The name didn't register. Sassy said, “You want a guy? Mister, I think you made a wrong turn. This is a whorehouse.”
“I know what it is,” Underman said, her patronizing tone losing its charm. “Al works here, at least the last time I checked.”
“Never heard of him,” she said.
“You must be new,” Underman said.
That got her mad. “I've been working here two years next week, buster, and I've never heard of him.”
“Al Scarpi,” Underman said.
“Not ringing any bells.”
“Little Hands,” he said.
“You want to see Little Hands? Why didn't you say so?”
“I just did. His name's Al.”
“No one calls him that,” she said defensively.
“His friends do.”
“Little Hands has friends? That's a new one to me.”
Sassy approached the stage. The pianist stopped her playing and they had a little chat; the pianist raised her eyes and gave Underman a hard look. Underman stared right back while sipping his coffee. It had grown ice cold but still tasted great. Maybe he could talk the management into putting a bluebird special on the menu: coffee, talk dirty to a hostess, more coffee. It was
about all he was good for these days.
“Follow me,” Sassy said, offering Underman her hand. She escorted him to the entrance and then outside into the sweltering desert inferno. Instantly, her face turned old, the harsh sunlight keeper of few secrets. She pointed down the road in the opposite direction from which he'd come.
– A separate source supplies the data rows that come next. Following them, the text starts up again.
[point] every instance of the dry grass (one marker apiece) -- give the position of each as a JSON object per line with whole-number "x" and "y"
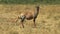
{"x": 48, "y": 21}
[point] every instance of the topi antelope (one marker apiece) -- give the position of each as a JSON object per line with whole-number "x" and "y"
{"x": 29, "y": 16}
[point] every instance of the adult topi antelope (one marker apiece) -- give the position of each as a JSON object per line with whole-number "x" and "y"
{"x": 29, "y": 16}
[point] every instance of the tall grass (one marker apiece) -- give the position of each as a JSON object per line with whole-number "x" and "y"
{"x": 29, "y": 1}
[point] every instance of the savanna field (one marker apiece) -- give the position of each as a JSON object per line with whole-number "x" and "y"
{"x": 47, "y": 22}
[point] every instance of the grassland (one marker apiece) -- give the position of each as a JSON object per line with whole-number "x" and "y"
{"x": 48, "y": 21}
{"x": 29, "y": 1}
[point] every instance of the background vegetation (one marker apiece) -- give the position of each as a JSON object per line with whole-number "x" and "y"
{"x": 29, "y": 1}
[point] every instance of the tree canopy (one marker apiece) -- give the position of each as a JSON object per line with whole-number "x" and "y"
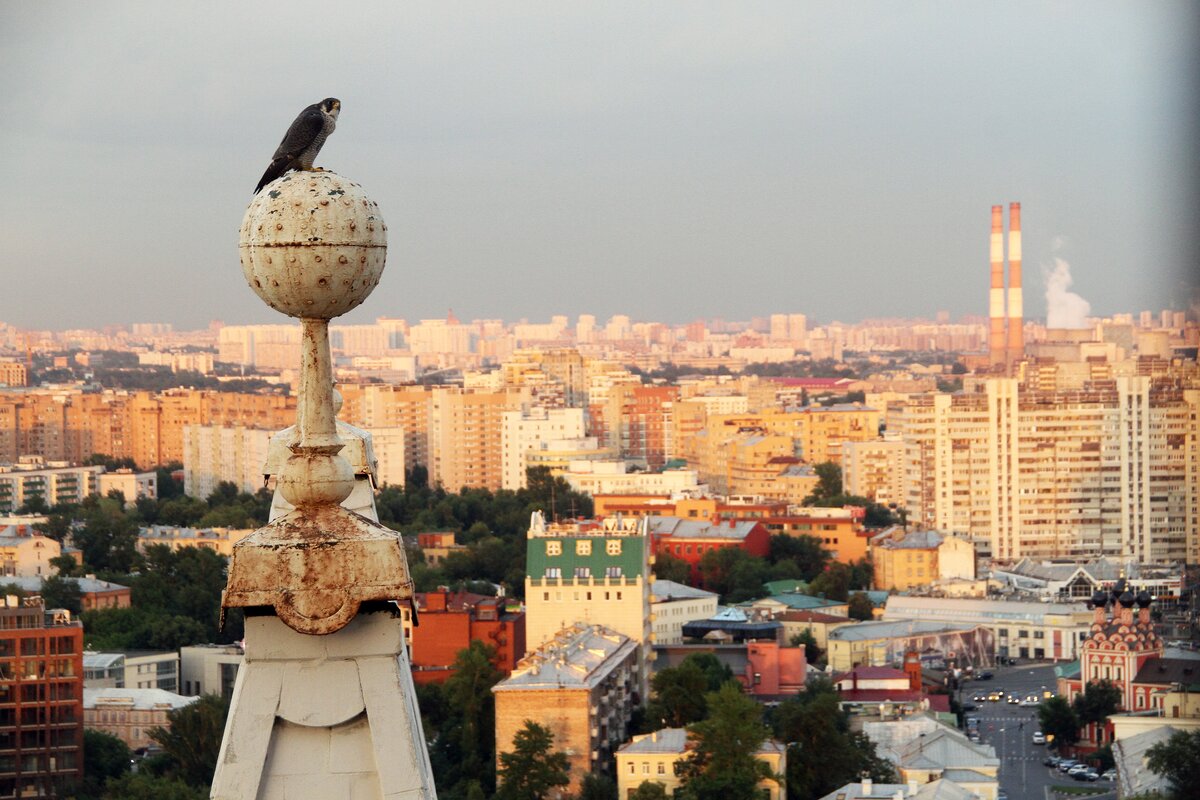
{"x": 724, "y": 764}
{"x": 1177, "y": 759}
{"x": 533, "y": 768}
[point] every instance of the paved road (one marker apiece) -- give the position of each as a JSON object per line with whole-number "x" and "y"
{"x": 1009, "y": 729}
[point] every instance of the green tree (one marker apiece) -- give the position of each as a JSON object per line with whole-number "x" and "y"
{"x": 598, "y": 786}
{"x": 649, "y": 791}
{"x": 733, "y": 573}
{"x": 533, "y": 768}
{"x": 108, "y": 539}
{"x": 723, "y": 764}
{"x": 1177, "y": 759}
{"x": 677, "y": 697}
{"x": 1059, "y": 721}
{"x": 191, "y": 740}
{"x": 1098, "y": 701}
{"x": 813, "y": 651}
{"x": 471, "y": 733}
{"x": 833, "y": 583}
{"x": 66, "y": 566}
{"x": 105, "y": 757}
{"x": 145, "y": 786}
{"x": 828, "y": 482}
{"x": 63, "y": 593}
{"x": 822, "y": 752}
{"x": 861, "y": 607}
{"x": 807, "y": 552}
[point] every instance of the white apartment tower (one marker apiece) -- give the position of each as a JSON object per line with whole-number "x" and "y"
{"x": 1110, "y": 469}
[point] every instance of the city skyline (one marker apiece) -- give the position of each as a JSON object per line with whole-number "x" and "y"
{"x": 726, "y": 162}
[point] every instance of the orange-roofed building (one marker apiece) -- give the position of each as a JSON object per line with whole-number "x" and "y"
{"x": 448, "y": 621}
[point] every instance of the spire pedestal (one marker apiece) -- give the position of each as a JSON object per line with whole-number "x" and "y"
{"x": 324, "y": 704}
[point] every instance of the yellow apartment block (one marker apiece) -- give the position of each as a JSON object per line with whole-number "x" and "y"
{"x": 655, "y": 758}
{"x": 874, "y": 469}
{"x": 1108, "y": 469}
{"x": 147, "y": 427}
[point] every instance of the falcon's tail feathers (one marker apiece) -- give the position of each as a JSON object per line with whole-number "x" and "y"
{"x": 277, "y": 168}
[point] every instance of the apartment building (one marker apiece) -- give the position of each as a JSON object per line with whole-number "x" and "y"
{"x": 637, "y": 422}
{"x": 913, "y": 559}
{"x": 41, "y": 702}
{"x": 658, "y": 757}
{"x": 533, "y": 429}
{"x": 874, "y": 470}
{"x": 1110, "y": 469}
{"x": 130, "y": 714}
{"x": 69, "y": 425}
{"x": 582, "y": 685}
{"x": 53, "y": 482}
{"x": 673, "y": 605}
{"x": 27, "y": 552}
{"x": 615, "y": 477}
{"x": 587, "y": 572}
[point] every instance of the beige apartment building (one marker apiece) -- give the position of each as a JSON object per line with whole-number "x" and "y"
{"x": 594, "y": 572}
{"x": 1109, "y": 469}
{"x": 148, "y": 427}
{"x": 657, "y": 758}
{"x": 874, "y": 469}
{"x": 465, "y": 437}
{"x": 533, "y": 429}
{"x": 582, "y": 685}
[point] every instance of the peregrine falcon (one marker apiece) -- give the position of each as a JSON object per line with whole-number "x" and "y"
{"x": 303, "y": 140}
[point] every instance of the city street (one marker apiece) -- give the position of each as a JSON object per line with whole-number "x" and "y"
{"x": 1009, "y": 728}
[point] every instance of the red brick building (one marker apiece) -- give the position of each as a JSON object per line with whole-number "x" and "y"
{"x": 41, "y": 702}
{"x": 448, "y": 621}
{"x": 691, "y": 539}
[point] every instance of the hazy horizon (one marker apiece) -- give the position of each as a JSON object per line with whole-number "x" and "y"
{"x": 666, "y": 162}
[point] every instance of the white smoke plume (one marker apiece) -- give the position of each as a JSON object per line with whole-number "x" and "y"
{"x": 1065, "y": 308}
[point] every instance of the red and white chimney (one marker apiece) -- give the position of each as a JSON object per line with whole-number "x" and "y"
{"x": 1015, "y": 311}
{"x": 997, "y": 340}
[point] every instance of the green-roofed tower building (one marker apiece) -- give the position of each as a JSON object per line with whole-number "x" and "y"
{"x": 592, "y": 572}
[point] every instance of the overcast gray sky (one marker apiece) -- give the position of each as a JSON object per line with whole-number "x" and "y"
{"x": 667, "y": 161}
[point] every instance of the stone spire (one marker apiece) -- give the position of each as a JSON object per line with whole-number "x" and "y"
{"x": 324, "y": 704}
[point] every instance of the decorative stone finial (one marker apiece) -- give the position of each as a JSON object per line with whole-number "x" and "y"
{"x": 313, "y": 246}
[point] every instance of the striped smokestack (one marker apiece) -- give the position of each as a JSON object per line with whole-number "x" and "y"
{"x": 1015, "y": 311}
{"x": 997, "y": 342}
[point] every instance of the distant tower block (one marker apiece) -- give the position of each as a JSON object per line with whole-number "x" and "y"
{"x": 324, "y": 704}
{"x": 997, "y": 342}
{"x": 1015, "y": 311}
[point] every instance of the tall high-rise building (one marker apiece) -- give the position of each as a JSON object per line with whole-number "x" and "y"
{"x": 1108, "y": 469}
{"x": 41, "y": 702}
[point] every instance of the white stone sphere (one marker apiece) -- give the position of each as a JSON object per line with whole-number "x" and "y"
{"x": 312, "y": 245}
“Get in your car and go west five miles. There're a couple of trailers down there, girls who service the migrants. Little Hands lives there.”
“Thanks,” he said, reaching for his wallet.
She slipped the fifty between her breasts and pecked his cheek.
“Stop back in if you need anything.”
“I'll do that,” Underman said.
The Intrepid was too hot to drive. Underman started the engine and got out, letting the AC run while he hid in the building's shadow, thinking about Sassy. She was a hostess, not a hooker, so her offer intrigued him. She probably talked to a thousand sex-starved men a week, which made her a real pro on the male condition. With a selection like that, why service him?
Driving down a miserable gravel road ten minutes later, Underman was still wondering about it. Just about all he was good for these days was playing chess and listening to records. Wouldn't Sassy have figured that out? He'd lost his vanity long ago and assumed everyone saw the same old crow he saw in the mirror each morning. How bad was the light in there?
The migrant brothel was an ugly sore on the landscape. Four inhospitable double-wide trailers surrounded by a row of razor-sharp cyclone fencing. Underman pulled up to a guard booth and rolled down his window. Inside sat a dark-skinned Mexican with a shotgun, a small electric fan beating back his stringy hair.
“What you want?” the Mexican said.
“I'm looking for someone,” Underman said.
The Mexican raised an expectant eyebrow.
“Little Hands.”
The Mexican had a face of stone. Underman decided he wasn't nearly as stupid as he looked. For all he knew, the Mexican owned the place.
“Who?” the Mexican asked.
Underman held up his hands and wiggled his fingers. “Little Hands.”